On the Seventh Concert

December 11, 2013

The Beethoven Complete Sonatas Concerts have finally reached their climax! This time, I will perform the extremely technically challenging Hammerklavier.

It has been a while since I heard a string quartet concert, but I attended one recently. I was very impressed by the fact that sounds made by four people can be so well balanced and interact so naturally – sometimes in harmony, other times as independent voices.

The piano, meanwhile, requires you to have this interaction by yourself, and since you are alone, exerting control should be easy; this in fact is quite difficult to achieve, not to mention the effort of having to separate individual voices. Particularly when playing a fugue, one has to control everything about the theme – being sung like a choir, overlapping and colliding. But I fell in love with the piano as a child precisely because all these elements could be expressed in so many ways, all at once.

Bach had a huge influence on composers of later generations, and examining the fugues these composers wrote is enjoyable. Contrapuntal motifs often appear in Beethoven’s works, and within his sonatas, there is a fugue in the finale of the Opus 101 which I performed at the second concert. This unfaltering movement, sounding as though the goal has finally been reached, suddenly incorporates a fugue in a minor key. The fugue is complex and displays conflict, as though reflecting back on the struggle to reach this point.

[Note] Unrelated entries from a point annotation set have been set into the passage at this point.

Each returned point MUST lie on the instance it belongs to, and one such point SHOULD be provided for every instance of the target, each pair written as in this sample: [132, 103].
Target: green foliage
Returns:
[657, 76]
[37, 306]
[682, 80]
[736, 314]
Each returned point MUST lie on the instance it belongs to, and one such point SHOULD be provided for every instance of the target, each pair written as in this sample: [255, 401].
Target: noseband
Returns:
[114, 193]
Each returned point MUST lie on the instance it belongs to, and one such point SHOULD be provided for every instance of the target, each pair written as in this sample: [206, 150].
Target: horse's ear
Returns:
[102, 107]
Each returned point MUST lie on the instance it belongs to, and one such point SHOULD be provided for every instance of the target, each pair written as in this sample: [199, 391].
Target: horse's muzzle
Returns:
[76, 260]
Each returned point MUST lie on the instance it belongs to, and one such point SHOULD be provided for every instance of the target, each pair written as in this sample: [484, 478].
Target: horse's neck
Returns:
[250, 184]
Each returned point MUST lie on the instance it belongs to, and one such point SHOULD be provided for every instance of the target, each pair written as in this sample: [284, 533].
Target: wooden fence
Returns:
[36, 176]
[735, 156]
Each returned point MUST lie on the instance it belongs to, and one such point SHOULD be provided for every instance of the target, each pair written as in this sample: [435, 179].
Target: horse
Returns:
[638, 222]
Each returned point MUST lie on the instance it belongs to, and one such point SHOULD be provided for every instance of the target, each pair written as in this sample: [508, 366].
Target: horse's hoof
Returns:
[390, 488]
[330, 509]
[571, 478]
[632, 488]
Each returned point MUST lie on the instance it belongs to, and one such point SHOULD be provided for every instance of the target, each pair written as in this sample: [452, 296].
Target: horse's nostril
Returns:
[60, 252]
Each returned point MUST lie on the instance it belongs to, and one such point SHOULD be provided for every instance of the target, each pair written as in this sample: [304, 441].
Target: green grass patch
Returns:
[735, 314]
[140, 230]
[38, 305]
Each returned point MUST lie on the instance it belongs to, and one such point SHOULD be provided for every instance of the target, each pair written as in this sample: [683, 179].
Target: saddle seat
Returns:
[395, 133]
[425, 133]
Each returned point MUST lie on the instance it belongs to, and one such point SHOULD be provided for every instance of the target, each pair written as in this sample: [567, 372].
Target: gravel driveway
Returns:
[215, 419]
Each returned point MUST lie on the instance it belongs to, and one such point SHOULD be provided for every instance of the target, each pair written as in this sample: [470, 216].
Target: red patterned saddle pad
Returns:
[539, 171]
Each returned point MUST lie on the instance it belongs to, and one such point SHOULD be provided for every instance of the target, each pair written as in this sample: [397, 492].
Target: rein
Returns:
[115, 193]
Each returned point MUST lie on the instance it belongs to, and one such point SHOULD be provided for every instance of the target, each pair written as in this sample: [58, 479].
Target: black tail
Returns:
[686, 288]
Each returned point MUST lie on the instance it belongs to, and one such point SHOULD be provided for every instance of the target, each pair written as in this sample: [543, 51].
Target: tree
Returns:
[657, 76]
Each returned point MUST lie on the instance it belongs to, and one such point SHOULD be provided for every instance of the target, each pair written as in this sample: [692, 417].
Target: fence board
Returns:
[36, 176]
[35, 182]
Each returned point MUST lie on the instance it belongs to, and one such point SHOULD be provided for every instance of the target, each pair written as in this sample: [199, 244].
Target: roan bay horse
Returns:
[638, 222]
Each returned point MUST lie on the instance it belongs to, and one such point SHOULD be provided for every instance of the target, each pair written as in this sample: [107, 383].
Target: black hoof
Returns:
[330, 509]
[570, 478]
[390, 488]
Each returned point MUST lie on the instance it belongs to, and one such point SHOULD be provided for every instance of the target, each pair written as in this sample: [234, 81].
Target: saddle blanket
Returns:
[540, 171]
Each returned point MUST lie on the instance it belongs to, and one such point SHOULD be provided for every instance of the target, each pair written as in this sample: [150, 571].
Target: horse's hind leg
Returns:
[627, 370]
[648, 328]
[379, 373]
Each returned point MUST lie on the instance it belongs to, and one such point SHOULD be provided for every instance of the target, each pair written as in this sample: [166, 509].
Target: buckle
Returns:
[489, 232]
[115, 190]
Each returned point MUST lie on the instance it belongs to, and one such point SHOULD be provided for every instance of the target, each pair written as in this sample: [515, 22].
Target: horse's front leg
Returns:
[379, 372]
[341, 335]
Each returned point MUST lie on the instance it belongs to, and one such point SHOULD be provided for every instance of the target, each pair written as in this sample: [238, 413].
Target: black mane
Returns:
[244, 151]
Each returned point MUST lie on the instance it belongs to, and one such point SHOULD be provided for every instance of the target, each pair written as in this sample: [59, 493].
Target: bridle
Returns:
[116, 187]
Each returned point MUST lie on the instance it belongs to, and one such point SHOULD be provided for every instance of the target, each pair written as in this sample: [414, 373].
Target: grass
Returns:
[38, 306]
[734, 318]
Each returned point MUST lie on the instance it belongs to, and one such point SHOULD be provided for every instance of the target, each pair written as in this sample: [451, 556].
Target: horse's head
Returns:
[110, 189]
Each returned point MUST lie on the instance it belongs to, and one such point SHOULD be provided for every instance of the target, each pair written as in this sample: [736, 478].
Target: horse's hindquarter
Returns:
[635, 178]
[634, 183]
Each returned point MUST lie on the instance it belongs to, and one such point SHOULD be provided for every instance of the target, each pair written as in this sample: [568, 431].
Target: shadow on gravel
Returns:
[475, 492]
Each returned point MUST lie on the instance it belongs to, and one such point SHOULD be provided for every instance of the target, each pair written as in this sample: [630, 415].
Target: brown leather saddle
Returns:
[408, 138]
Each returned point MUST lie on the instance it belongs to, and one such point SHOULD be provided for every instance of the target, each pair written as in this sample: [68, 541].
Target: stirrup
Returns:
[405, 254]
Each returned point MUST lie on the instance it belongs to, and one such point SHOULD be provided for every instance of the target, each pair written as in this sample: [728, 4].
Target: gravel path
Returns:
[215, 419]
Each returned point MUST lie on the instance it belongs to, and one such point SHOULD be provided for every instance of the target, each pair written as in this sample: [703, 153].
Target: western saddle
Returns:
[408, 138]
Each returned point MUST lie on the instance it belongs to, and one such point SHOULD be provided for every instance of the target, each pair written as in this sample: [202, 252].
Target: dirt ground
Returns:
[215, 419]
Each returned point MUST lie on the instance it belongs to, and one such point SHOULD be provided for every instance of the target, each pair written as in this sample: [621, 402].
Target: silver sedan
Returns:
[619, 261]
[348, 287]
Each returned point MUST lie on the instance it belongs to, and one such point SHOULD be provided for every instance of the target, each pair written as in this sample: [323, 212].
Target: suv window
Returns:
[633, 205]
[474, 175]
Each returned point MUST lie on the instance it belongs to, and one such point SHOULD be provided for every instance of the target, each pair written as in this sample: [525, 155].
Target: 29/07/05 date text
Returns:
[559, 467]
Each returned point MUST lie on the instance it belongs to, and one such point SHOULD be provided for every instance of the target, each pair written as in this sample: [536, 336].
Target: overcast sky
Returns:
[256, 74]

The next time Beethoven uses a fugue is in the final movement of the work I am performing today – the Hammerklavier, Opus 106 (which follows Opus 101). The entire movement is in fact a developing, expansive fugue. The preceding third movement is extremely sorrowful. Following the introduction of the fourth movement, the fugue starts out simply as though searching for something, with gradual variations in which themes interconnect, communicate and develop, but then rapidly become lost in a maze, reaching a dead end with a dominant D-minor chord. There is then a bar of silence, before a gentle chorale begins as though an angel of redemption has appeared.

The feeling one gets from the fugue at the end of this composition, as though representing ‘redemption’, can also be felt in the fugue in Mendelssohn’s Prelude and Fugue in E minor No. 1 (written following the illness and death of a friend) or of Franck’s Prélude, Choral et Fugue. Is this indescribable moment of salvation the moment of peace that one feels following death? I never cease to be amazed by the power of music to stir the soul.

I hope you enjoy listening to Beethoven’s late period masterpiece that pushes the piano to its limits alongside the Opus 10-1 sonata, which I haven’t played since I was a teen, as well as the vigorous Opus 22 sonata, which is in the same B-flat major key as the Opus 106.